In Berlin hatte sich ein Jahrzehnt früher der deutsche Verein für Volkskunde gebildet. Seine Hauptleistung war die allmähliche Organisation der wissenschaftlichen Volkskunde, besonders um das Zentrum der ersten modernen Volkskunde-Zeitschrift, die Karl Weinhold, ein Enkelschüler Grimms und Lachmanns, gründete. Da trafen die germanistischen Anstöße der Volkskunde also mit den anthropologisch-ethnographischen zusammen, wie sie etwa Rudolf Virchow verkörperte. In Wien traten zu den anthropologisch-ethnographischen eher die prähistorischen, wie sie Matthäus Much und Moritz Hoernes, und die kunstwissenschaftlichen, wie sie Alois Riegl vertraten. Das ergab ein sehr angeregtes Zentrum, die Sammelergebnisse von Haberlandt und Hein kamen stets vor einem sehr interessierten Forum zur Diskussion. Für diese Sammeltätigkeit gab es kaum schon rechte Vorbilder. Die großen Sammler aus dem Kaiserhaus waren freilich Interessenten. Nicht zuletzt der Erzherzog-Thronfolger Franz Ferdinand, der sich eine Zeitlang persönlich mit dem Plan der Gründung eines Volkskundemuseums auf einem Schloß in den Alpen trug. Auch die Hocharistokratie war stark interessiert. Graf Franz Harrach war Präsident des Vereines, der regierende Fürst Franz von und zu Liechtenstein einer seiner Hauptförderer. Aber da handelte es sich meist um Ankäufer aus dem Antiquitätenhandel.

Wilhelm Hein ging zuerst den Weg über die kleineren Sammler im Lande. Er fand die Verbindung zu den sammlerisch begabten Menschen in Salzburg und Tirol. So kam eine Marie Andree-Eysn an den Verein heran, ein Hugo von Preen, der Innviertier Maler und manche andere. Das waren Menschen, die sich der Beobachtung des bäuerlichen Menschen verschrieben hatten und sein Sachgut und seine Volkskunst stärker aus der Nähe, im täglichen wie im festlichen Leben sahen und aufzeichneten. Hatte Marie Eysn, die spätere Gattin des großen Ethnographen Richard Andree, die Perchten in der Gastein aufgezeichnet, so ging Wilhelm Hein den verschiedenen Faschingsläufern im Inntal nach, den Huttlern und Zottlern und wie sie alle heißen. Dieser Intensivierung in den Alpenländern stellte Michael Haberlandt eine großartige Extensivierung gegenüber, die allmählich in besonderem Ausmaß die slawischen Länder zu erfassen versuchte. Man kann das am besten an den Beiträgen der bereits 1896 gegründeten „Zeitschrift für österreichische Volkskunde“ verfolgen. Schon wenige Jahre später klagen die Verfasser der „Deutsch-Oesterreichischen Literaturgeschichte“, daß in Haberlandts Zeitschrift, wie man sie allgemein nannte und zitierte, die deutschen Länder der Monarchie zu kurz kämen. Die 1899 von Josef Pommer gegründete Zeitschrift „Das deutsche Volkslied“ erwuchs gerade aus diesem Gegensatz zu der großen Ergänzung der Volkskunde-Zeitschrift, die wir nicht missen möchten.
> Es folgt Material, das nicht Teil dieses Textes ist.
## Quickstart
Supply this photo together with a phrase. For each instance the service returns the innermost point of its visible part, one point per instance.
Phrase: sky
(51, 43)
Wir möchten aber auch keinen der Beiträge in Haberlandts Zeitschrift missen, welche von der Erschließung der Sudeten-, Karpaten- und Balkanländer Zeugnis ablegen. Die Länder der böhmischen Krone, die an sich durch eine stattliche eigene Literatur Geltung besaßen, kamen hier besonders mit ihren vergessenen und versteckten Gebieten zu Wort. Der Böhmerwald wie das Egerland und das Kuhländchen wurden von ausgezeichneten Sammlern bearbeitet. Namen wie Josef Blau, Alois John und Alexander Hausotter sprechen für viele andere. Die Gründung des Tschechoslowakischen Museums in Prag enthob die Wiener Sammler zum Teil der Verpflichtung, für die Kernvölker im Norden selbst zu sorgen. Dennoch ergaben sich in den Vereinssammlungen stattliche Bestände, die wieder durch den Volksbesitz aus unbekannteren Gegenden besonders bereichert wurden, beispielsweise von den Wallachen um Wallachisch-Meseritsch, wo der Religionslehrer Eduard Domluvil sammelte. Die Länder der Stephanskrone waren den Wiener Sammlern im wesentlichen verschlossen. In Budapest hatte Johannes Janko die Ethnographische Abteilung des Ungarischen Nationalmuseums aufgebaut, welche also bereits organisierterweise das leistete, was sich die Schöpfer des Vereines erst als Ziel für die „im Reichsrat vertretenen Königreiche und Länder“ gesetzt hatten. Nördlich des Kar-patenbogens freilich hatten sie freie Hand. Und aus den gewaltigen Weiten Galiziens und Lodomeriens, wie man damals sagte, sandten einige dem Verein gewonnene Sammler bald wichtige Kollektionen nach Wien. Von ihnen ist besonders der Mittelschulprofessor Ludwig Mlynek in Tarnow zu erwähnen, dessen Veröffentlichungen in den ersten zehn Jahrgängen der Zeitschrift des Vereines grundlegend sind. Der Arzt Iwan Franko in Lemberg wieder bereiste das Bojkenland und widmete seine ganze stattliche Kollektion dem neuen Museum, das sich als Privatsammlung in den Räumen des Handelsmuseums, in der Börse, mühsam entfalten mußte.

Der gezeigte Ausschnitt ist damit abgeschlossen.